Volvió la banda sonora más conocida para los argentinos: la cacerolada. Y con ella los enfrentamientos, gritos, golpes y tensión. Tuvo su pistoletazo de salida en la Casa Rosada. A las 18.30, Cristina Fernández asegura que no se dejará arredrar por los productores agropecuarios en huelga, porque ese es «el piquete de la abundancia» y «casi un paso de comedia».

Hora y media después se reproduce el soniquete cosecha del 2001. Con palos, cucharas o botellas de plástico contra sartenes, ollas y hasta cubos, la cacerolada se mete en las casas del norte de Buenos Aires en solidaridad con el campo. Como entonces, el efecto dominó hace bajar a la calle a cientos de vecinos de los barrios de clase media-alta, muchos relacionados con el agro. En las elegantes avenidas retumba la consigna, de nuevo el 2001 remedado: «Que se vayan todos», y otros de corte más futbolero como: «El que no salta es un pingüino», en alusión al apodo de los Kirchner.

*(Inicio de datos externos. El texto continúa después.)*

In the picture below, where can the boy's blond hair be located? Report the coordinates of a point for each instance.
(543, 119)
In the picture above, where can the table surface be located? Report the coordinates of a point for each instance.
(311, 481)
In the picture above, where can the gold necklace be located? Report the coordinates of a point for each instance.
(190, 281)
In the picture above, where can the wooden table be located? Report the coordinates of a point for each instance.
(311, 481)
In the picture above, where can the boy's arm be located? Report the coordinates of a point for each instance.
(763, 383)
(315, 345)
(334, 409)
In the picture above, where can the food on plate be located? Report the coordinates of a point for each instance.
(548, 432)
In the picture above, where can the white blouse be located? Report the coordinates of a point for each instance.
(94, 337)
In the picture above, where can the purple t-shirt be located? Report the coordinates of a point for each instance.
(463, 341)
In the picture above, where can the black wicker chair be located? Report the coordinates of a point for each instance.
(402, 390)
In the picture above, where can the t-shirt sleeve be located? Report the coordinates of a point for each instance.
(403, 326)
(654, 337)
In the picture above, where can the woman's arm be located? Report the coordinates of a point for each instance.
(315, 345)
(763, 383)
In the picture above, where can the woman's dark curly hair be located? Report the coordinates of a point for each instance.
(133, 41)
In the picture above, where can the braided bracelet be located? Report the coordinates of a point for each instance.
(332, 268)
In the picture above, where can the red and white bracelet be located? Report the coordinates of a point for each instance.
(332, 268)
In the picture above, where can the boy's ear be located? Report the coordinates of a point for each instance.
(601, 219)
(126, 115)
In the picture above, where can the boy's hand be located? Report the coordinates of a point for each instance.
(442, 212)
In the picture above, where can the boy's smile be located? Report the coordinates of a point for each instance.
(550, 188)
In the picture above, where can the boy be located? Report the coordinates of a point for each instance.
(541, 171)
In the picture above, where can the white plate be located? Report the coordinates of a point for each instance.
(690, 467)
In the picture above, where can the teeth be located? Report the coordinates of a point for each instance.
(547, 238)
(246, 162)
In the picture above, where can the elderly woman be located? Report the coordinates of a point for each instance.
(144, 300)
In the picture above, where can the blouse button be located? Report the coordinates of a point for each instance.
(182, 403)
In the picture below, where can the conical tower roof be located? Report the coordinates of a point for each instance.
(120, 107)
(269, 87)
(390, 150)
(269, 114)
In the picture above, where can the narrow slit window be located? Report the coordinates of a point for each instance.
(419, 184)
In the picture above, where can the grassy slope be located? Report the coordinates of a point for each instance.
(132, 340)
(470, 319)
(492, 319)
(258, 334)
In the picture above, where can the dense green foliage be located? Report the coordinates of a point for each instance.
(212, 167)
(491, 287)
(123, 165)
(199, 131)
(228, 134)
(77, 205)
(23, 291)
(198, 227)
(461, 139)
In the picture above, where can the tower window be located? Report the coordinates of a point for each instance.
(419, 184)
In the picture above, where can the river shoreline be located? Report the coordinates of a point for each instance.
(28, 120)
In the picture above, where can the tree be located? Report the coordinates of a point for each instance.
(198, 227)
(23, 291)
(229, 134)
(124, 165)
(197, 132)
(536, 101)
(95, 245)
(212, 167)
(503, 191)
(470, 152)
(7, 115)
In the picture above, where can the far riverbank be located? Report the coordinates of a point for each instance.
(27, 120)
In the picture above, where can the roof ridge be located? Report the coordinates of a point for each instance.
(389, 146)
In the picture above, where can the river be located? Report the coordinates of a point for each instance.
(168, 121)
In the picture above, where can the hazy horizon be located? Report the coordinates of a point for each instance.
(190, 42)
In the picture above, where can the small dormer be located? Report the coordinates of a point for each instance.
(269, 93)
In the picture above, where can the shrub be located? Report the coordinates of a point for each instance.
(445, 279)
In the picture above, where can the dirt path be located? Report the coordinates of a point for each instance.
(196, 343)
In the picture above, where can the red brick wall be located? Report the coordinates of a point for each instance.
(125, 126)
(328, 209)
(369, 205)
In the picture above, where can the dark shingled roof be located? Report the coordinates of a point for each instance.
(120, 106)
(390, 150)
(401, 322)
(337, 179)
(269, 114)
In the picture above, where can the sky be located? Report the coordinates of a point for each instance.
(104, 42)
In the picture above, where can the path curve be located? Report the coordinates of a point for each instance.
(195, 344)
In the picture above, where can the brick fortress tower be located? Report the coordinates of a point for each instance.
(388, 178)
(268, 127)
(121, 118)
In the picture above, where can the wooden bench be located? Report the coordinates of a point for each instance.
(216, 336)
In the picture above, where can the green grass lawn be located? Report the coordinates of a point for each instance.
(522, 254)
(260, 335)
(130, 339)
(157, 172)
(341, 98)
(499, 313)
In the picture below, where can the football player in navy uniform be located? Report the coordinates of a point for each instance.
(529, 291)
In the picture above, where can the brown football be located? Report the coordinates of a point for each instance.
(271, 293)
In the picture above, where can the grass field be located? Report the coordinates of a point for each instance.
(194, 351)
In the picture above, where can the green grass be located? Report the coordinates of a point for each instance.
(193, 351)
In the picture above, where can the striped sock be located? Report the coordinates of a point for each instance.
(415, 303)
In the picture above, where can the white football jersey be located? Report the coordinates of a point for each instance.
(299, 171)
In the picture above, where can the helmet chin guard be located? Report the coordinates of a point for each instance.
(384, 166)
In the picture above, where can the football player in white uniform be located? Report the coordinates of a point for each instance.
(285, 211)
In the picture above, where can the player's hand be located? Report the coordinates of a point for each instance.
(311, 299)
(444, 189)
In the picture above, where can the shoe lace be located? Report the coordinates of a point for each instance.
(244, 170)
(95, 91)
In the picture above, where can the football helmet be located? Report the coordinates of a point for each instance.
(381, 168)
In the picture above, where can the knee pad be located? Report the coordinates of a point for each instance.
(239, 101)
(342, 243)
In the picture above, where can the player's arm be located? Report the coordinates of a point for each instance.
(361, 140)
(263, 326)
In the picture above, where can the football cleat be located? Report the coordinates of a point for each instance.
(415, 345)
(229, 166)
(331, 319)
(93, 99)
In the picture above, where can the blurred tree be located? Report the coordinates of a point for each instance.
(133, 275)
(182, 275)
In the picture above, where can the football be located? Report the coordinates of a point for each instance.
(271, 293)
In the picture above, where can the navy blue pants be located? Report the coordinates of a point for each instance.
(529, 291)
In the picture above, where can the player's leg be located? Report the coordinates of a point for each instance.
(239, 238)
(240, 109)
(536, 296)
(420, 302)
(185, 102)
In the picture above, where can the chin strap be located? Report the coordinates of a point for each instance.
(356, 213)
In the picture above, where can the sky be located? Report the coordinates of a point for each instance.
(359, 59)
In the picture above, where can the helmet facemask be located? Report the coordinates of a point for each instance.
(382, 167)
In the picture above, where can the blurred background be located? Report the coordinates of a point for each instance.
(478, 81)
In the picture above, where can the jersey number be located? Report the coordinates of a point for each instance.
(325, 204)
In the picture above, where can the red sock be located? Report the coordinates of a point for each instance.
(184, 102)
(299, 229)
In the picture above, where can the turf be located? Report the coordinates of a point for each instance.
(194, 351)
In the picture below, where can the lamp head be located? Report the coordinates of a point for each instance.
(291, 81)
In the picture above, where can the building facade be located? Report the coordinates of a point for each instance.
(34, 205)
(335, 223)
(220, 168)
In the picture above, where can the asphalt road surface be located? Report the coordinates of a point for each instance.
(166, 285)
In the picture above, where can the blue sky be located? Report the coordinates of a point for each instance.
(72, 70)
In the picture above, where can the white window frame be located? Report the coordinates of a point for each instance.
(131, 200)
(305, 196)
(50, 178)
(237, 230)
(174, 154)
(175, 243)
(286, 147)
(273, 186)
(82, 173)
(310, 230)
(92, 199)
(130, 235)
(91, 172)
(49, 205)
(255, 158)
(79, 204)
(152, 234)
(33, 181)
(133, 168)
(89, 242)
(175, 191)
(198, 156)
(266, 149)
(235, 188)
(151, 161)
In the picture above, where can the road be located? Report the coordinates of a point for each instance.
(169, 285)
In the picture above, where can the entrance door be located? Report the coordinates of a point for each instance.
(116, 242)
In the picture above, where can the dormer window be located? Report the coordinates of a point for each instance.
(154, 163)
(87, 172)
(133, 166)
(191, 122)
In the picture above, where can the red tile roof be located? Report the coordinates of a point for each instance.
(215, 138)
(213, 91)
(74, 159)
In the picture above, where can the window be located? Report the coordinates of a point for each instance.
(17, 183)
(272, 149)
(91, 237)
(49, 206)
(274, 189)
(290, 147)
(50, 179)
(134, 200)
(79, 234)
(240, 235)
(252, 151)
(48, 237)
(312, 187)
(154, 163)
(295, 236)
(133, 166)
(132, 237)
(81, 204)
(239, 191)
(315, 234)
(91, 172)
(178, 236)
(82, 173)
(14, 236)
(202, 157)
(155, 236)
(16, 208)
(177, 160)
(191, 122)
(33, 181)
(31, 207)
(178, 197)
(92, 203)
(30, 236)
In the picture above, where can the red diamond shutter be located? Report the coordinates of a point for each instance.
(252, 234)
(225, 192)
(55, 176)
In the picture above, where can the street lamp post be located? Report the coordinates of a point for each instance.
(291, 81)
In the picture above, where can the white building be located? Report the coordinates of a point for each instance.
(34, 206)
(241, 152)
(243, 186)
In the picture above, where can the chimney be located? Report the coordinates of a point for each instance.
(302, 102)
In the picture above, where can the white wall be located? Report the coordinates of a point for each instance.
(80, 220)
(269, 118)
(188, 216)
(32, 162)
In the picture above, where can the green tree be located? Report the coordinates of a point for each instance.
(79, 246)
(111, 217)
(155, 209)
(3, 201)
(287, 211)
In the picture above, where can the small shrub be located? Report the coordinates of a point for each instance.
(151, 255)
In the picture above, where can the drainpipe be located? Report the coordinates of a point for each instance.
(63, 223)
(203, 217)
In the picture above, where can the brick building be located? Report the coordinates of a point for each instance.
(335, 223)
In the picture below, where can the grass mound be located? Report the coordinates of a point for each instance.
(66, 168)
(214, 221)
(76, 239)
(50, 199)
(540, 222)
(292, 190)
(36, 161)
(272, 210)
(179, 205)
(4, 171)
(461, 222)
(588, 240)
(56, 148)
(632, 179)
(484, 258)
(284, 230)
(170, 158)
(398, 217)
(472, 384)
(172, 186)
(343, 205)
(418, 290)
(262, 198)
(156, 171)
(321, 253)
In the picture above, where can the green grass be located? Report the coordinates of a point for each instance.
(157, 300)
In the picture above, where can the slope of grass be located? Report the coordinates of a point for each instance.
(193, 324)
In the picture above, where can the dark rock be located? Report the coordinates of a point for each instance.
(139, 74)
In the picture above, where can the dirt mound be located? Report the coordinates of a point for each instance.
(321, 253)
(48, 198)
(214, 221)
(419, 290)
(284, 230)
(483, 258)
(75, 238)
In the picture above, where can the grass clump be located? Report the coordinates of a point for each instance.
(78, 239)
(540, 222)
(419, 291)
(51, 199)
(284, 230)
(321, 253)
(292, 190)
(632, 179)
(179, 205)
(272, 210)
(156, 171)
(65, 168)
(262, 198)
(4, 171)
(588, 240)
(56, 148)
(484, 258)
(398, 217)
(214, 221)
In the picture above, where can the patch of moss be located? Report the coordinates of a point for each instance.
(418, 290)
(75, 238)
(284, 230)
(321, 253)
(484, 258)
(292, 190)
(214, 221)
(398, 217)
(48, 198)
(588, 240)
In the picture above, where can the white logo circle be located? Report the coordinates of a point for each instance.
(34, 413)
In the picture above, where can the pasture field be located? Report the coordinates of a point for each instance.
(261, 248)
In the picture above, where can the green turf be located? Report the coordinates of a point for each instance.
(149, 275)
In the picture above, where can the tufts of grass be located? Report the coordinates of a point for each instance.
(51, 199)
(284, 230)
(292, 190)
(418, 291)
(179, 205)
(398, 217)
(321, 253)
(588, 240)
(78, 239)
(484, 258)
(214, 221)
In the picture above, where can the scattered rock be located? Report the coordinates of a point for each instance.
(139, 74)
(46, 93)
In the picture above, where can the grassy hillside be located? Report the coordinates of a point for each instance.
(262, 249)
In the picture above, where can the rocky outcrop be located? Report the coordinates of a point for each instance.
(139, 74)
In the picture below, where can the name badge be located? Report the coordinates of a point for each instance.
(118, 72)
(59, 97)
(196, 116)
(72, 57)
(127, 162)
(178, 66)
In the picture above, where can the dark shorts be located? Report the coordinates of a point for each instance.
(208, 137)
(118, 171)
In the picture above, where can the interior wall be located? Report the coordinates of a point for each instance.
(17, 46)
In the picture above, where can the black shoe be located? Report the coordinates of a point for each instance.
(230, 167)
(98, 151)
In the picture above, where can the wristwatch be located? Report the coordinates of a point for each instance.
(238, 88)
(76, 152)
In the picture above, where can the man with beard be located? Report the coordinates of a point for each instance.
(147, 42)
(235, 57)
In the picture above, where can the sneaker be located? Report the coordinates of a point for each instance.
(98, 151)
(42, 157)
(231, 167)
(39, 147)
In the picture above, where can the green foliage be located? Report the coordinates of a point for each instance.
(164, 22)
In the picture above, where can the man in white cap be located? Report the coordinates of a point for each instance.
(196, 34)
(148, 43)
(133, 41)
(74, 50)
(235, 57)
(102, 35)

Diez de la noche. Traslado a plaza de Mayo. Riadas de gente acuden a la llamada de las cacerolas. La prensa habla de cinco mil personas. Suena el himno argentino a capela y se lucen carteles de apoyo a los huelguistas. Y de repente, sobreviene el ruido de los bombos, en avenida de Mayo, a cien metros. Manifestantes de perfil opuesto al de los estudiantes que copan la plaza junto a hombres y mujeres vestidos con ropa de marca avisan de sus intenciones: «La plaza es nuestra». Son piqueteros (desempleados) favorables al Gobierno de Cristina. Y a ella dedican los cánticos: «Por siempre con Cristina a la victoria» y «Patria sí, colonia no».

Ni un policía

Sorprendentemente, no hay ni un policía, y la avenida más española de Buenos Aires se convierte en un corredor preparado para el combate. En media hora se achica la distancia entre los dos grupos hasta quedar a tiro de beso, solo separados por cámaras y periodistas. En el irreproducible pimpón de insultos se soslaya el antagonismo. «Oligarcas, ahí están los que apoyaron el golpe militar», gritan los piqueteros. «Laburen [trabajen]» y «Argentina», contestan los otros.

Solo vuelan botellas de plástico y algún empujón. Hasta que aparece Luis D'Elia, jefe piquetero y ex secretario de Tierras y Vivienda con Kirchner. Toma el mando y se arroja contra la multitud rival, después de golpear a un contrario. Ya no hay oposición, a las carreras huyen del combate y los piqueteros toman el recinto. Cambia el signo y el color de la plaza que dos horas antes pedía la cabeza de Cristina. Y el sonido: ahora suena la marcha peronista. Solo de fondo quedan ya las cacerolas. Es la una de la mañana y empieza a llover. A llover sobre mojado.